SelfTTS: cross-speaker style transfer through explicit embedding disentanglement and self-refinement using self-augmentation
New model disentangles speaker identity from emotion, achieving superior naturalness scores without external encoders.
A research team led by Lucas H. Ueda has unveiled SelfTTS, a novel text-to-speech architecture designed to transfer emotional speaking styles between different voices. The core innovation is its ability to perform this 'cross-speaker style transfer' without relying on any external, pre-trained models for speaker or emotion recognition. Instead, SelfTTS internally disentangles the two components—who is speaking and how they are speaking—using a combination of Gradient Reversal Layers (GRL) and a cosine similarity loss function. This forces the model to learn separate, clean representations for speaker identity and emotional content directly from the data.
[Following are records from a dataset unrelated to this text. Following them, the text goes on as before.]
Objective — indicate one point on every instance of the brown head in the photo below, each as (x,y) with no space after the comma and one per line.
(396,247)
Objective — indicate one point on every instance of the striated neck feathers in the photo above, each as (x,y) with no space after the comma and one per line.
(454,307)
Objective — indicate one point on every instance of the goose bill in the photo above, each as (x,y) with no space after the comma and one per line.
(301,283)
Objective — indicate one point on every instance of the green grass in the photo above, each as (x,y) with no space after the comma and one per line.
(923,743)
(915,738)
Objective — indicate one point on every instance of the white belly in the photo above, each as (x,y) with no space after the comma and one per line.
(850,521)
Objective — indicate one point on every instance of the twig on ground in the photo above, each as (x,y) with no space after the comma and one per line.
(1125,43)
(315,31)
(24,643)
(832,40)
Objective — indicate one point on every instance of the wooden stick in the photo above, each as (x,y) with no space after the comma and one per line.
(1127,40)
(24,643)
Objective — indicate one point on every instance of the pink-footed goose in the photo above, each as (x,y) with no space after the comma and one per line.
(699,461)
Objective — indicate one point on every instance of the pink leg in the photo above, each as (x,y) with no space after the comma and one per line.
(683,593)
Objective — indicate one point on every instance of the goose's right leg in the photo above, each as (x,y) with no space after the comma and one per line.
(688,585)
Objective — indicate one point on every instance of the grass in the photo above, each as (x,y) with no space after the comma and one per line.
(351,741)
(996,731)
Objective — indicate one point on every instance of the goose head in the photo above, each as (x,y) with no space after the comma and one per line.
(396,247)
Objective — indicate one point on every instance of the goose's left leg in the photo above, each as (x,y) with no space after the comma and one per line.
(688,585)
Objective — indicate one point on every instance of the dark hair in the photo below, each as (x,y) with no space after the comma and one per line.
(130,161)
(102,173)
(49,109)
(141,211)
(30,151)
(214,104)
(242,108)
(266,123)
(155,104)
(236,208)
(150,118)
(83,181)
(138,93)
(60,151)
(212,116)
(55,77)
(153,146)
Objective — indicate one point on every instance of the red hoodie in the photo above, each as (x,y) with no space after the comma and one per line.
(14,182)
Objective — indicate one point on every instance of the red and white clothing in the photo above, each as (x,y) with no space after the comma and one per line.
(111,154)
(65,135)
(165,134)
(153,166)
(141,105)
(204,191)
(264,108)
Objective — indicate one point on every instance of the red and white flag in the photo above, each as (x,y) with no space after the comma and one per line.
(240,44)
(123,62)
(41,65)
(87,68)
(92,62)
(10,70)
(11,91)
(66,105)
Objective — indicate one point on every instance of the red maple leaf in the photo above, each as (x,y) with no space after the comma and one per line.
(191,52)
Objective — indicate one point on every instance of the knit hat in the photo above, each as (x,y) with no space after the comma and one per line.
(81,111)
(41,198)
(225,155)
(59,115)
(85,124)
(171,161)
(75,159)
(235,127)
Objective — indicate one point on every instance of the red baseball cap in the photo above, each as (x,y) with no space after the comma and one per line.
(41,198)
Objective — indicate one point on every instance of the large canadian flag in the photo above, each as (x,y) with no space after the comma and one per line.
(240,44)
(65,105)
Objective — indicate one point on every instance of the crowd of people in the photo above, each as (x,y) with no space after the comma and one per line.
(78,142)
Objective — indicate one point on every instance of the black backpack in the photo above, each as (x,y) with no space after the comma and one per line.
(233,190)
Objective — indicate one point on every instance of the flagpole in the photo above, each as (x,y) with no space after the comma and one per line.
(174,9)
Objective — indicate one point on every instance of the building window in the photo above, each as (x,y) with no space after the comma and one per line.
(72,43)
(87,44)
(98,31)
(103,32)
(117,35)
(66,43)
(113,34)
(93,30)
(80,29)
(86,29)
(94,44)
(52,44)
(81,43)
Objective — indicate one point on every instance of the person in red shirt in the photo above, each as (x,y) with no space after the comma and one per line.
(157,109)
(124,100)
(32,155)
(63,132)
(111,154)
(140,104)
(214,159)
To further refine these representations, the team introduced Multi Positive Contrastive Learning (MPCL), which clusters embeddings based on their speaker and emotion labels, enhancing the model's discrimination power. Perhaps the most clever aspect is the self-refinement stage, where the model uses its own voice conversion capabilities to generate augmented training data, effectively teaching itself to produce more natural-sounding speech. Submitted to Interspeech 2026, the paper reports that SelfTTS achieves superior scores in emotional naturalness (eMOS) and demonstrates more robust stability in preserving both the target speaker's timbre and the intended emotion compared to existing state-of-the-art methods.
- Eliminates dependency on external pre-trained speaker or emotion encoders, creating a more self-contained system.
- Uses Gradient Reversal Layers and Multi Positive Contrastive Learning for explicit disentanglement of speaker and style embeddings.
- Employs a self-augmentation refinement strategy, leveraging its own voice conversion to improve synthesized speech naturalness.
Why It Matters
Simplifies and improves emotional voice cloning for content creation, accessibility tools, and interactive media without complex model pipelines.